Meddling Kids by Edgar Cantero
If you enjoyed Stephen King's IT, then you'll find the New York Times Bestseller Meddling Kids a pleasurable read, for sure. Revealing the Blyton Summer Detective Club's last adventure in the '70s, and flashing forward to the '90s when its members are grown and determined to come to terms with the inexplicable ghosts of their past, Meddling Kids is a perfect medley of all things nostalgic from one's youth. Think one-part The Goonies and one-part Super 8, and you'd have the printed pages of Meddling Kids.

Lost Boy: The True Story of Captain Hook by Christina Henry
Christina Henry is rather magical, if you ask me. She has this knack for taking fairy tales (which are already kinda twisted, if we're being honest) and turning them into the darkest rendition possible. If you ever picked up Henry's previously published Alice, then you know despair, gore and mind-bending realities are ever present in its pages.
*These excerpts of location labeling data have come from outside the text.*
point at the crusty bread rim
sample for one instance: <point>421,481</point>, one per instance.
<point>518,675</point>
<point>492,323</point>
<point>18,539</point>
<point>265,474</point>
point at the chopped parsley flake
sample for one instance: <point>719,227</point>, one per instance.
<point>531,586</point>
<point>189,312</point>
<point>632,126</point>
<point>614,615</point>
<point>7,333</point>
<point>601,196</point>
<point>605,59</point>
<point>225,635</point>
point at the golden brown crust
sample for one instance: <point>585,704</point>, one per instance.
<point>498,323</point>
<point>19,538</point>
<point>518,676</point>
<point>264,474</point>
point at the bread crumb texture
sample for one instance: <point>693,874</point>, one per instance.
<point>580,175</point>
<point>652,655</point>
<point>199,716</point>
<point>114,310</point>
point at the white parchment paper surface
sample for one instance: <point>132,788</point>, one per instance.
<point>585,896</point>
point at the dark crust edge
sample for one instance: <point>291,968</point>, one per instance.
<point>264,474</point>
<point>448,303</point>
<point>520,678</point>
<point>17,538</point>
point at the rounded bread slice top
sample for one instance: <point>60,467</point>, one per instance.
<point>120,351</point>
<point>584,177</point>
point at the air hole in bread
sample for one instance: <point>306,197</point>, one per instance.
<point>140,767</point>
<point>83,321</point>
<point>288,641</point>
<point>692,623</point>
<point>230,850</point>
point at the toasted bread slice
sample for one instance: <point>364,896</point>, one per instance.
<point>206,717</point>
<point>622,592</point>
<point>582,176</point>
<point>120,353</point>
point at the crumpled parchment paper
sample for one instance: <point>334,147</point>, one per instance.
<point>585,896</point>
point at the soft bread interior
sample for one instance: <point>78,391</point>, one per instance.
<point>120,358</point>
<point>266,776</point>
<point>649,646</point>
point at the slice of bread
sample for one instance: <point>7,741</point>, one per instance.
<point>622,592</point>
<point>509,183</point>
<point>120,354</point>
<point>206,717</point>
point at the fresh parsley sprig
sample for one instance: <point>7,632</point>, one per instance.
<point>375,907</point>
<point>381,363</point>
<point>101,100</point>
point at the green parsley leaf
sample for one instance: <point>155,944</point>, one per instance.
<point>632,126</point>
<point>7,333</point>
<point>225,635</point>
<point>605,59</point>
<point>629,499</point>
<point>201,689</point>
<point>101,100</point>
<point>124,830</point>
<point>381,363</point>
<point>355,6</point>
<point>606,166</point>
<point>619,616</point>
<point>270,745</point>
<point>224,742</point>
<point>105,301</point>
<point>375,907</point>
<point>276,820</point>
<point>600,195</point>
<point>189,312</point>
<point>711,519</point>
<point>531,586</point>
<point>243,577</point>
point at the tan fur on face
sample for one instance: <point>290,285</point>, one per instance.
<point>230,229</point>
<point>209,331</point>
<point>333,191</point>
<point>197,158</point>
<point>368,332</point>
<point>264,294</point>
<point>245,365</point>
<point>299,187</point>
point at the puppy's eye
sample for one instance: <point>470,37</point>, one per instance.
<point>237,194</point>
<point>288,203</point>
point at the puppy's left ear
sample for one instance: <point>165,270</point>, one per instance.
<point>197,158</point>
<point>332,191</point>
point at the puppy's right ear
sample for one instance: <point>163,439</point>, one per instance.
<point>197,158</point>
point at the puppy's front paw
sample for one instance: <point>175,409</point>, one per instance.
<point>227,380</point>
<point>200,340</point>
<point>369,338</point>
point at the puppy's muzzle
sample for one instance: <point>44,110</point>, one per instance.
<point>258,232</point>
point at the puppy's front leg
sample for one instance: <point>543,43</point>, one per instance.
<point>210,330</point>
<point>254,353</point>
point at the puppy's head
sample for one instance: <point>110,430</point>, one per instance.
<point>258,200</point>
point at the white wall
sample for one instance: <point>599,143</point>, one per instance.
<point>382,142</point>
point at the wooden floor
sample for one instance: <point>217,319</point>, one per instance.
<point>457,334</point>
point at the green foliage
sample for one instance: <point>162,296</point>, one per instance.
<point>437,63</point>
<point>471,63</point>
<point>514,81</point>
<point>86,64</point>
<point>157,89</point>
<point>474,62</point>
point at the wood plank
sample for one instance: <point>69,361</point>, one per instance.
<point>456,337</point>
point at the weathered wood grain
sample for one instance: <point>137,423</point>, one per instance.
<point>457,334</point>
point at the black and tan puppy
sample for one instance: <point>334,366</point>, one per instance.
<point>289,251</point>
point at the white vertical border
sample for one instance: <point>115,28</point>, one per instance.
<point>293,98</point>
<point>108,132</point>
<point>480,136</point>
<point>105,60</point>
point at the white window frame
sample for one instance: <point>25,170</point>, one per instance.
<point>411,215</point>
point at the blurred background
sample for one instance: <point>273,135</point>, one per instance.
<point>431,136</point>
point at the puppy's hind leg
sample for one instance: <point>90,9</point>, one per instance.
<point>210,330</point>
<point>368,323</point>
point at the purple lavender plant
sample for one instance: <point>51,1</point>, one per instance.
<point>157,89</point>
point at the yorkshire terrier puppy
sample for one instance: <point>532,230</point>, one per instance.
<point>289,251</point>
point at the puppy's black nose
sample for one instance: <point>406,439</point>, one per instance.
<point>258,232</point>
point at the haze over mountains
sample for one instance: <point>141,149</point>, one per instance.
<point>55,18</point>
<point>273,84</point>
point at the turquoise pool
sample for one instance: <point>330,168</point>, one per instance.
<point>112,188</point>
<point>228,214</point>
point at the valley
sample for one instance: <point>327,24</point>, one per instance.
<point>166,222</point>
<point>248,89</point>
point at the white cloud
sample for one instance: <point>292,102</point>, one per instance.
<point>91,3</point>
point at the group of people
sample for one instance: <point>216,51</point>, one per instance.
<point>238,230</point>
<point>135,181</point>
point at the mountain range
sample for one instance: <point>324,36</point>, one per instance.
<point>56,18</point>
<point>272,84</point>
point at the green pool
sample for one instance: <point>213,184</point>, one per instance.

Lost Boy is no different, in that it picks apart a beloved "childhood" read, exposing the agenda of Peter Pan as something far from charming and innocent, and the development of one of literature's greatest villains, Captain James Hook. If you enjoy twisted tales based on classics, as well as a good dash of psychological horror, then Christina Henry is right up your alley.

Red Rain: A Novel by R.L. Stine
Since this is a post dedicated to R.L. Stine's bestselling, award-winning Goosebumps series, it'd be wrong to exclude him, don't you think? For the 30-somethings out there like me, you can still pick up a Fear Street or Goosebumps title and finish it on the train, but you also can't go wrong with this stand-alone novel, Red Rain. In Red Rain, a travel writer endures and survives a terrible hurricane, then impulsively adopts two twin girls to take home with her. Little does she know in a few weeks' time, her husband will be accused of two brutal murders, and the two thankful, innocent twin girls will be revealed as anything but. Paying homage to the kids who grew up reading his Goosebumps series, this title is engrossing, grisly and downright creepy.

*CREEEEAAK* There's that noise again... Did you hear it? *THUMP... THUMP... THUMP...*

Well, look at the time! It's time for me to go now, but don't worry... *THUMP... THUMP... THUMP...* I'll leave the nightlight on for you. No judgment.